Mosaicos com áreas transparentes

Tempo de leitura: 9 min

Neste artigo regresso a um assunto já familiar neste blog – criar mosaicos de ortofotomapas usando o GDAL – (sim eu sei, outra vez?) mas como tenho andado às voltas com as áreas sem informação, que surgem negras nos mosaicos pensei em postar o que acabei por fazer. A solução final é usar máscaras, e não bandas alfa como habitual. Vamos ver como e porquê… assume-se já alguma familiaridade com o GDAL, mas pode sempre saltar as partes teóricas aborrecidas e ver os comandos usados no final do artigo 😉

O Problema

Então a situação é esta: temos uma colecção de 279 ortos que cobrem uma área irregular, não rectangular:

image

O que acontecerá se criarmos um mosaico? Todas as partes em branco ficarão negras porque não existe informação para essas áreas.

Comprimir

Como cada ortofotomapa tem as 3 bandas usuais, rgb, e ocupam entre 292MB e 465MB cada, temos um total de 122GB. A primeira coisa a fazer, claro, é comprimir…
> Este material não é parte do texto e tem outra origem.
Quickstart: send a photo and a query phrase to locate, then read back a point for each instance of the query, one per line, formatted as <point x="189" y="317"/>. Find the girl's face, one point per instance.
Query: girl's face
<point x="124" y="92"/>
O comando é sempre o mesmo…

for %I in (directoria_originais\*.tif) do gdal_translate -co photometric=ycbcr -co interleave=pixel -co tiled=yes -co compress=jpeg -co jpeg_quality=75 %I comprimidos\%~nI.tif

Resulta assim uma colecção de ortos comprimidos que usaremos daqui para a frente, e podemos arquivar os originais fora do disco. O espaço ocupado por estes ortos comprimidos passou para apenas 6,39GB (ainda sem pirâmides).

Criar um mosaico virtual

Grande parte do processamento usado neste artigo baseia-se no formato virtual do GDAL, com extensão .vrt. Um ficheiro .vrt é apenas um ficheiro xml que lista as imagens que queremos usar, e permite incorporar alguns processamentos que queremos aplicar, sem efectivamente os realizar adiando-os para outro momento. É por isso muito rápido de criar e testar. Só quando convertemos um ficheiro .vrt para um formato “real”, como tif, é que as operações são efectuadas, ocupando o processador e o espaço em disco necessários. Existem vários artigos que explicam muitas das operações comuns, como este tutorial, existindo também a referência do formato.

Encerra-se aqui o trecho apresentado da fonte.